The 1911 census, which has caused so much excitement in Irish families in recent times, reveals that she was married to John Macklin, a pig dealer, that her spoken language was English, and that she could neither read nor write. Of their six children on the night of the census, only two speak both Irish and English, and are described as the “scholar” Felix and Simon. For the rest, it’s English, English, English, and the language and cultural attritions of the past are evident in the 1911 census.
So far, I’ve been unable to recover much information about Mary. She was 55 in 1911, which means she was born in 1846, in the middle of the Great Famine. I know nothing of her parents, but what fascinates me is the presence of this direct line back to one of the greatest acts of colonial savagery that ever befell Ireland. First there was the language famine of Penal Law days, and with it the deliberate erasure of the native template, the language pool, the ways of consciousness that come from language alone. And then – a food famine to compound it all. My great-grandmother must have remembered something of that time and its immediate aftermath. Her mother and father had known it intimately. So, only four generations back from me, and five from my daughter, there is this chain of experience that brings us right to the heart of the worst that can be done to a weakened people.
It has been noted that, where researchers have attempted to establish just what exactly was remembered within families, those being interviewed sometimes murmur, "Well, it was bad, but not so bad as in Cavan . . .". Or Armagh. Or Donegal. The tendency to block out intense misery is typical of trauma, and the Irish were traumatised by the Famine. Interestingly, the historian and antiquarian Denis Carolan Rushe writes, in his History of Monaghan for Two Hundred Years, that "The County Monaghan suffered much from the Famine, but not so much as most other counties; many starving people strayed into the towns bringing fever and sickness with them, which increased the strain on the resources of the townspeople."
It is difficult to know the past and precisely what layer of victory or trauma has pushed up to form the surface of the present. It nudges us through the odd photograph, or through a trawl of a census, or through fragments of a conversation which slips casually off the tongues of older relatives. Denis Carolan Rushe also comments on the complacent manner with which the terrible Famine was referred to by English historians, observing that it was caused by the failure of the potato crop. But potatoes failed at the same time in America and all over Europe. The difference is, he writes, “in every country where there was danger of want, the ports were closed and the exportation of food was forbidden, but the Irish ports were open, and more food was exported from Ireland than would have fed the population twice over, while the inhabitants died by the thousand . . . the misery of our people had never been reached at any previous time, while the seas were covered with ships drawing food from the hungry Irish peasant.”
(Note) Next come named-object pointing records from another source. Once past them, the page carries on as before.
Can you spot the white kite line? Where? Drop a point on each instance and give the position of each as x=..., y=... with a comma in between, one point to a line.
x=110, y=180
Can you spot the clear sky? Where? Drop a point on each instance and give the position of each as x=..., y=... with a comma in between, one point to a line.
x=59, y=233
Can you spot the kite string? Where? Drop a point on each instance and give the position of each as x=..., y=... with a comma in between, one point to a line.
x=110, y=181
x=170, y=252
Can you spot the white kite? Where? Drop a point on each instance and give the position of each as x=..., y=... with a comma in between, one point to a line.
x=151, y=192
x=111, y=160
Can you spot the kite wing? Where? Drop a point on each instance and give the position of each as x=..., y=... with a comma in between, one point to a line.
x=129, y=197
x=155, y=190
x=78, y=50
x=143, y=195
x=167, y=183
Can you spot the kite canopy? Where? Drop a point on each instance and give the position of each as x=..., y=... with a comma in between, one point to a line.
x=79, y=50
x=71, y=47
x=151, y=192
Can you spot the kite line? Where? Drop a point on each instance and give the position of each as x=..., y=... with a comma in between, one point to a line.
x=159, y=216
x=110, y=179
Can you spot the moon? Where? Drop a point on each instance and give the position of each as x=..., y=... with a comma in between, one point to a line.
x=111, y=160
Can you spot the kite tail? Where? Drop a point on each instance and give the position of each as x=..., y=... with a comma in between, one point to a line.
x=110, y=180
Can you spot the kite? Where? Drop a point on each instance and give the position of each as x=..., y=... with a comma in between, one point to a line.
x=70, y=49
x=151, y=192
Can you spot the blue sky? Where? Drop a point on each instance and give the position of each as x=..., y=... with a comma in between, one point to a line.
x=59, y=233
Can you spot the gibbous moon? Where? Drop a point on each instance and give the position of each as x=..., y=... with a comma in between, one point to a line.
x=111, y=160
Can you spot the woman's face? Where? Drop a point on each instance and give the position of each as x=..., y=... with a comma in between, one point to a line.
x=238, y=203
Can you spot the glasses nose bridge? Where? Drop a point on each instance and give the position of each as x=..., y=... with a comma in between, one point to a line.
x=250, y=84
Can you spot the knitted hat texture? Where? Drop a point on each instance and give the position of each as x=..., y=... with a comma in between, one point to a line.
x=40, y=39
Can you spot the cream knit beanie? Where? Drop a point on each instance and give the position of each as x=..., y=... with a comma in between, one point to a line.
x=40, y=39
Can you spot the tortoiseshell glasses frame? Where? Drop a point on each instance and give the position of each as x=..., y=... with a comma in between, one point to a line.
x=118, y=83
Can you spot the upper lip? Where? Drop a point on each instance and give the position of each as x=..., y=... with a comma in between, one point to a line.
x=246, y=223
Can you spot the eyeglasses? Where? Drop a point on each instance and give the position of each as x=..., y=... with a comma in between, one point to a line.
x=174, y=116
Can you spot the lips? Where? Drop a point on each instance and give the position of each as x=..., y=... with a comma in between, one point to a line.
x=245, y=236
But back to my great-grandmother Mary: mother remembers her as undergoing a raging dotage. She would get fully dressed and hatted in the middle of the night. Sometimes at that dark hour she would meet her son on his way in from a game of cards. “I’m going down to see my father,” she would announce in her confusion, as all her memories scrambled for shape. She imagined herself the victim of theft and myriad dishonesties. At meal times she would rise challengingly to her enduring daughter-in-law, my grandmother with a defiant “You taste it first! You needn’t think you’re going to poison me ma’am!” Today, in the wrong nursing home, she could well find herself over-sedated and fast-tracked to heaven, although in the right one she would receive the care that those whose minds are closing off for good should always have. In my mother’s childhood, she lived with the family until her death. She was enclosed by them and she was safe.
And so I move from great grandmother Mary in her shawl, from her cautious awareness of the camera, and on to her grandchildren – my uncles in sailor suits, my child-mother’s blonde be-ribboned hair; from a time of sometimes not being able to read or write, to complete literacy and no memory of famine. And on again to me and my like, who swim in words every day, every hour, who have so many words at our disposal that we could – if not careful – drown in the current.